Woods trees and critics

For my poetry loving blogger in crime




Sean

Tuesday, 11 January 2011

Molly Brice

A bit of a continuation with the previous post. Today I picked up a box of cameras from a local auction. The oldest camera was a Kodak No. 2 Brownie in mint condition, had the instructions and a special note left by the photographer. As I went through the box of cameras I realised I had a history of all the cameras 'Molly' had owned. They went from The No. 2 Brownie Box to Brownie 44a, then to Prinzflex 500E (Zenith E) with lenses and accessories and finaly to a pristine Yashica Electro 35 CC rangefinder. An evolution of a local photographer's equipment. What is exciting is that an exposed roll of 35mm colour film was found in the Yashica. The canister sounds hollow, but I am hoping for some magic, some latent images brought back to life. It's the undiscovered which fascinates me. If you look, you will find.


Ken

Sunday, 9 January 2011

A nod to Vivian Maier

Where to start? When this story broke it truly moved me. It is the story of Vivian Maier . Her shots are only just beginning to emerge thanks to John Maloof. Like the latent images on her many rolls of undeveloped film, a magic will happen. The photography world is excited again. And rightly so.

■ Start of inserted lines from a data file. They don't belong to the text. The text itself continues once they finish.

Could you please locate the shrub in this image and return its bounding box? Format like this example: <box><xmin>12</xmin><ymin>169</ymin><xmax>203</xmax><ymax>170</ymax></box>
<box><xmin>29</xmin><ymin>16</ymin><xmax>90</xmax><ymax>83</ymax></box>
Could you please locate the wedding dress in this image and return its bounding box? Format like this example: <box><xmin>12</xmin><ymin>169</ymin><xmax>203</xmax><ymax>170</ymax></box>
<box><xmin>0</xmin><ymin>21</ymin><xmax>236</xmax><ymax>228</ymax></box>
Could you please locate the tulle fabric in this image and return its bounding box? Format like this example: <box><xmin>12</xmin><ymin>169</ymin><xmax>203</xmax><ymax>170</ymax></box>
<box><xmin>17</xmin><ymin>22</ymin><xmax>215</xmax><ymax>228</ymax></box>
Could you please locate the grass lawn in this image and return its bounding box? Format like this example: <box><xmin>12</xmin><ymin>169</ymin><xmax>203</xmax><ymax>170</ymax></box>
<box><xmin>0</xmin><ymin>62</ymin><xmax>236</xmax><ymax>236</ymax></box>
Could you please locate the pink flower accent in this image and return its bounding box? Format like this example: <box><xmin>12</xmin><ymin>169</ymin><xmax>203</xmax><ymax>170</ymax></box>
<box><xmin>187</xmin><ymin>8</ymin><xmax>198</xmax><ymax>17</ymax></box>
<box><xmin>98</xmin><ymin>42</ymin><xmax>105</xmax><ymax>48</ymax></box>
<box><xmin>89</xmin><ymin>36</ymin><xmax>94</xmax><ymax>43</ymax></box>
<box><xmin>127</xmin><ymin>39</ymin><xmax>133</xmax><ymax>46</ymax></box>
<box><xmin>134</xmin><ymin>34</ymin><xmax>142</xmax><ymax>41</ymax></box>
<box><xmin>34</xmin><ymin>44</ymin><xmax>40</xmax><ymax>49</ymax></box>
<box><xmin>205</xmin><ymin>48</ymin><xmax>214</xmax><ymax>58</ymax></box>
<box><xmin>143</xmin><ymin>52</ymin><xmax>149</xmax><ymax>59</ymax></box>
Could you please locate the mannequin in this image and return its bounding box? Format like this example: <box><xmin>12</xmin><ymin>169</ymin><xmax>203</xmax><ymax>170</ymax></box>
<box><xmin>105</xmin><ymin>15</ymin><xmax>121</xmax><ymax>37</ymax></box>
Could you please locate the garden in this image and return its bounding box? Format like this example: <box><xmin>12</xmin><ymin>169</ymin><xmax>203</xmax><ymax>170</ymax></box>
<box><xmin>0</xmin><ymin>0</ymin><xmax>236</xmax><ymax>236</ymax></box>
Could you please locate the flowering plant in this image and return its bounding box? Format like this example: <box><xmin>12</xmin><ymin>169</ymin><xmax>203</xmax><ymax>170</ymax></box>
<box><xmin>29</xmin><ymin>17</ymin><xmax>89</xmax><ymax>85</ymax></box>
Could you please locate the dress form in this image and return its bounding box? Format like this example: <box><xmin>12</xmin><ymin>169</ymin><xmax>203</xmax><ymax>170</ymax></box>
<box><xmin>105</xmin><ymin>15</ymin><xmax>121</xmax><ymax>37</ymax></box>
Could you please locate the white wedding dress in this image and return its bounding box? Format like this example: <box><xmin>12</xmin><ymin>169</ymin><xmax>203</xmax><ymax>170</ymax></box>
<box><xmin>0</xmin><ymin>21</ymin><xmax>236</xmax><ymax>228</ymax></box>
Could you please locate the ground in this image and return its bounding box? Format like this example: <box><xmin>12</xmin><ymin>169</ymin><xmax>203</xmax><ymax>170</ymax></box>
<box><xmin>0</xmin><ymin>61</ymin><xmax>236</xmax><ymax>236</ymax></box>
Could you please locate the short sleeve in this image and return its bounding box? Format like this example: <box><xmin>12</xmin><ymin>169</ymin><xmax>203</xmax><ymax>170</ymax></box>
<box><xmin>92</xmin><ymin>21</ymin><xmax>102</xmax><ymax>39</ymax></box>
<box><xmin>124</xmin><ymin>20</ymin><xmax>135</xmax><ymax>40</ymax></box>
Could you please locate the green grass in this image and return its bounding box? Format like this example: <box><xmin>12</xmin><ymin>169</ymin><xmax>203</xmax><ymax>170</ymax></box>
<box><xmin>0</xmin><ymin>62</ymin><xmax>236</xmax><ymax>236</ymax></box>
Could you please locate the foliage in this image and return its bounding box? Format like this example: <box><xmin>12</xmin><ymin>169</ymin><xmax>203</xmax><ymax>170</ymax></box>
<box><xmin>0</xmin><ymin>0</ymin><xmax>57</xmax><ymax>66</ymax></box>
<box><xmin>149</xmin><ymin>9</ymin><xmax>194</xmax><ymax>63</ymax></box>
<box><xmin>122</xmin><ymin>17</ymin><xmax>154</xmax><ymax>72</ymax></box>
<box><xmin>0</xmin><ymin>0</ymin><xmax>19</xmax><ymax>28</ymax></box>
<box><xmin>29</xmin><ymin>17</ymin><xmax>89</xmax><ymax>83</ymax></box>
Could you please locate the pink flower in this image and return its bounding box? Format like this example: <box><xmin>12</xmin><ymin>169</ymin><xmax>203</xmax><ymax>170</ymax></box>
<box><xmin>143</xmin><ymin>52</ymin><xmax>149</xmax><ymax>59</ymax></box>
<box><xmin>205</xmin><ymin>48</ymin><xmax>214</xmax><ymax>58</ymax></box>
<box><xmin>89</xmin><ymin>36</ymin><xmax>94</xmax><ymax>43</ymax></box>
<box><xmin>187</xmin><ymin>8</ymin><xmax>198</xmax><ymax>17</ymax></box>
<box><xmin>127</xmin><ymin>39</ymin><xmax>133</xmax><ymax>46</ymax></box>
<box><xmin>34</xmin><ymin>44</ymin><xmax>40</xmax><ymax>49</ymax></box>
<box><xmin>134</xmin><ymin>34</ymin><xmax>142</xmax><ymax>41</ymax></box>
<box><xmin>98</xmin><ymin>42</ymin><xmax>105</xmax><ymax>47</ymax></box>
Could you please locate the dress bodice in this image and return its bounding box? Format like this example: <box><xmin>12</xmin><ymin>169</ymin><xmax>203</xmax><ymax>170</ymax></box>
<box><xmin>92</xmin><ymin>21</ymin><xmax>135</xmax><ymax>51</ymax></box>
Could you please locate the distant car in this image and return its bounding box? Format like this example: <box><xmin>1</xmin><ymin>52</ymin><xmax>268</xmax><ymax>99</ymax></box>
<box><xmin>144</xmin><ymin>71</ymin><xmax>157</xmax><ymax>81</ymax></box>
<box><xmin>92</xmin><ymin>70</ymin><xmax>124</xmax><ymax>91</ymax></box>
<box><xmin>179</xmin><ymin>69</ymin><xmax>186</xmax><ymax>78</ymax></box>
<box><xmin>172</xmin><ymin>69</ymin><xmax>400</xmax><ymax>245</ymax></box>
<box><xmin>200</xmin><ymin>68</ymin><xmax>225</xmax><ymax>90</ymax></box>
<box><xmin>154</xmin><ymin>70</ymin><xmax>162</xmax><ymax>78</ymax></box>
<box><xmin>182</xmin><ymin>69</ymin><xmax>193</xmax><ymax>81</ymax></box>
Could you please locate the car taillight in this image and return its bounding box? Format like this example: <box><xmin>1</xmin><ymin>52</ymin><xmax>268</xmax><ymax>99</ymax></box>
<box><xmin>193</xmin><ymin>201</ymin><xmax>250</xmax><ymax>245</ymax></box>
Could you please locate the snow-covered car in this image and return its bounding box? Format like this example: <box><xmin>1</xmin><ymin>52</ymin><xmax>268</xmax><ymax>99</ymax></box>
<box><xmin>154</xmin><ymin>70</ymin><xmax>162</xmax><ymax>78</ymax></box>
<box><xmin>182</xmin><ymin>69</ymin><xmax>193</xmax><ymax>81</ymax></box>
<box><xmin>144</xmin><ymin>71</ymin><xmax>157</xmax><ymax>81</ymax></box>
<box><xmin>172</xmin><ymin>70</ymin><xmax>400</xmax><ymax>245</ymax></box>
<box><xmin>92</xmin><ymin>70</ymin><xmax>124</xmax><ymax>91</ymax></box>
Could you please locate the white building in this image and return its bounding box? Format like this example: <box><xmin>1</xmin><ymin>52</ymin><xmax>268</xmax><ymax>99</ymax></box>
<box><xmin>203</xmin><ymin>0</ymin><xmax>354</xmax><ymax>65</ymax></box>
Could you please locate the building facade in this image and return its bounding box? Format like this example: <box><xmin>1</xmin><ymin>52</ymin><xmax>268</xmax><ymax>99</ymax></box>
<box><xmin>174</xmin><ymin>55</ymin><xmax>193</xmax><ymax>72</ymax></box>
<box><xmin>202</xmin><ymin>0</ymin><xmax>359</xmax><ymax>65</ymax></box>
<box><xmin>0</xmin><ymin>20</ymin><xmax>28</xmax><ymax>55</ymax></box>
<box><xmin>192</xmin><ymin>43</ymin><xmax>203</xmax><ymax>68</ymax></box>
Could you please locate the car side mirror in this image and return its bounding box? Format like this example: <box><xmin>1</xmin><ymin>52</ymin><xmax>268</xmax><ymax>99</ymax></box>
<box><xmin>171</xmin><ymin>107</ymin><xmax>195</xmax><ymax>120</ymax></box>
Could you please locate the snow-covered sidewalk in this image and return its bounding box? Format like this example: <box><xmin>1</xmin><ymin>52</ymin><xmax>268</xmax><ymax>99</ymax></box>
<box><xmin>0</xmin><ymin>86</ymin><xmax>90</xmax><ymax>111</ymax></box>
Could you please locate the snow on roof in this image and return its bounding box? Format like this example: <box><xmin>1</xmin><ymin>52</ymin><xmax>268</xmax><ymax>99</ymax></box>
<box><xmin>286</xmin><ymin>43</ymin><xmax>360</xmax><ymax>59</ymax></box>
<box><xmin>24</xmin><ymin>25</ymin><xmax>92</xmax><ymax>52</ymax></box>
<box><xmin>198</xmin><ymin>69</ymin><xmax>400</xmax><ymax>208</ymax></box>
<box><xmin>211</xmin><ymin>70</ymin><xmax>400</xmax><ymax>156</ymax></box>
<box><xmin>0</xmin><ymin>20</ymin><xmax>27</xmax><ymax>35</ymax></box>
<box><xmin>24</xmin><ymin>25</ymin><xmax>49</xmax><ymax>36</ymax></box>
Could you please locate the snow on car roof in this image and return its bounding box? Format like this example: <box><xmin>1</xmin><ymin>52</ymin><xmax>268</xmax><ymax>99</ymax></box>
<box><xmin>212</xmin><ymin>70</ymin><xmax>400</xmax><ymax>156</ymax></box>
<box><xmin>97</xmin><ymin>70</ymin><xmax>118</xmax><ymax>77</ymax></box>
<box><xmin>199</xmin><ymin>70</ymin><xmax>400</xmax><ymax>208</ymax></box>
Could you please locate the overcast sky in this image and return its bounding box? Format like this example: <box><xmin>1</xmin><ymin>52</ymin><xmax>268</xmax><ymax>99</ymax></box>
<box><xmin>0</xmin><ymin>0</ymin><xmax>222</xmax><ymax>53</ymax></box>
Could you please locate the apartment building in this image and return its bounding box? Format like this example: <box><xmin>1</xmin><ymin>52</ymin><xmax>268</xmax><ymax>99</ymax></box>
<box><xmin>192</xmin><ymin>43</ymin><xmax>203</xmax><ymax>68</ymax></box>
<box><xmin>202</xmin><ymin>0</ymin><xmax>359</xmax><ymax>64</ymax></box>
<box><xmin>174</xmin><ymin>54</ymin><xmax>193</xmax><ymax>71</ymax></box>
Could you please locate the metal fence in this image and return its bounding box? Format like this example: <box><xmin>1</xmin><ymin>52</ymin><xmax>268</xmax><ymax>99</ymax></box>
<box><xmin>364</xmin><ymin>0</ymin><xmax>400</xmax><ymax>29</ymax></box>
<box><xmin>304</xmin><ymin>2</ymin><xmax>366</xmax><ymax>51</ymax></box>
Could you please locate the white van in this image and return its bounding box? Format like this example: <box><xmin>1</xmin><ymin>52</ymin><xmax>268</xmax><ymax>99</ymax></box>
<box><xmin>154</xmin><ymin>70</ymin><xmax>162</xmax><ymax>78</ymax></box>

Some old snaps I shot a couple years back of a friend and family, I'm guessing he has not seen these but I am sharing them here. It's a kind of nod to Vivian, the stuff that never gets seen, the shots we love.






Ken

Friday, 7 January 2011

Big Time Sensuality

"I can sense it
something important
is about to happen
it's coming up

it takes courage to enjoy it
the hardcore and the gentle
big time sensuality"

Björk


Today, I indulge. Things are looking up this year, this Blog for a start. My wife (Angie) is doing well and I have left the "Bunker Hell". It is a complete new start and I am glad to share this with Sean. This shot is from a couple of days ago (after NYE) and we were all . . . . well you know. It is a whole lot better than last years. The "cracker" was pulled and things are looking good! I hope they are the same with you.





Ken

Sunday, 2 January 2011

The First Movie

I read a quote by the Photographer Stuart Freedman  this morning.

" I see so many photographers making work that purports to show an explanation of a subject but actually is little more than graphic cliche of a situation. That, at a time of crisis for visual journalism, isn’t enough. It isn’t enough to simply point a camera at someone and say ‘how terrible’

I have image fatigue from shots of Iraq and Afghanistan. Freedmans quote got me thinking about  Mark Cousins beautiful film The First Movie


How wonderful







"We tell stories not for revenge, but to find our place in the world.”